Week 13 – Fine-Tuning Prep & Human-in-the-Loop Validation

Dates: August 24 – August 30
Internship: AI/ML Intern at SynerSense Pvt. Ltd.
Mentor: Praveen Kulkarni Sir


Focus

This week’s focus was on transforming our high-level goals into concrete, executable steps. The main efforts were directed toward curating the fine-tuning dataset, preparing it for the OpenAI API, and implementing the first version of our human-in-the-loop feedback UI.


Goals for the Week

  • Begin region-specific dataset curation for fine-tuning
  • Experiment with OpenAI fine-tuning JSONL preparation ({input, output} pairs)
  • Implement feedback loop UI for human validation against model scores
  • Explore integration of statistical calibration for score distributions

Tasks Completed

Task Status Notes
Curation of R2A & R9 datasets for fine-tuning ✅ Completed Partitioned dataset into region-specific JSONL files with image_url and score
Created prepare_finetune_data.py script ✅ Completed Transforms data into OpenAI’s required {input, output} format
Added feedback loop UI to Gradio app ✅ Completed Allows human annotators to correct model predictions in real-time
Explored and integrated Platt Scaling for score calibration ✅ Completed Significantly improved the alignment between prediction scores and true probabilities
Ran first successful fine-tuning data validation check ✅ Completed Confirmed data integrity for initial fine-tuning job
Finalized data validation for all regions ✅ Completed Ensured all datasets are clean and ready for fine-tuning

Key Learnings

  • Data curation for fine-tuning is more than just formatting; it’s a critical process of selecting high-quality, representative examples.
  • A human-in-the-loop feedback loop is invaluable for correcting model bias and building a robust ground truth dataset.
  • Statistical calibration techniques like Platt Scaling can correct overconfident or underconfident model scores, making them more interpretable and reliable.

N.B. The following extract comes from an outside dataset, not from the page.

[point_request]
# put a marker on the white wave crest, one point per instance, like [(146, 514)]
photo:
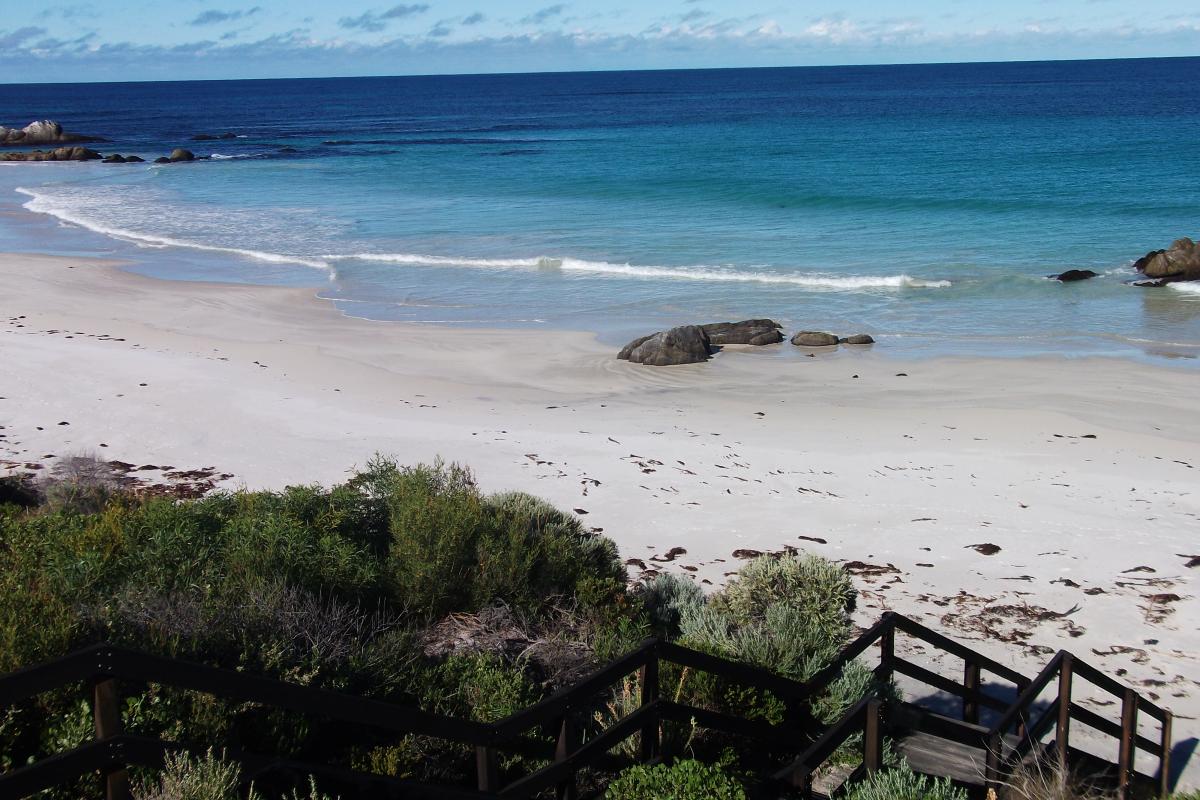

Problems Faced & Solutions

Problem Solution
json.decoder.JSONDecodeError during data preparation Wrote a robust validation script to catch and skip malformed JSON lines before API ingestion
Incorrect fine-tuning data format (messages vs. prompt) Revised the prepare_finetune_data.py to match the latest Chat completions fine-tuning format
scikit-learn version conflict for calibration functions Set up a new pip install with a specific version to ensure library compatibility

📎 References


Goals for Next Week

  • Run the first OpenAI fine-tuning experiment on R2A dataset
  • Benchmark the fine-tuned model against the base GPT-4o model
  • Analyze and document performance gains and changes in specific regions
  • Start the fine-tuning process for other key regions (R9, R_1, etc.)

Screenshots (Optional)

Side-by-side comparison of model prediction vs. human feedback in the Gradio UI. A plot showing the calibration curve of the model before and after Platt Scaling.


“This week, we moved from building the cockpit to fueling the engine with a high-quality dataset and a human-in-the-loop validation system.”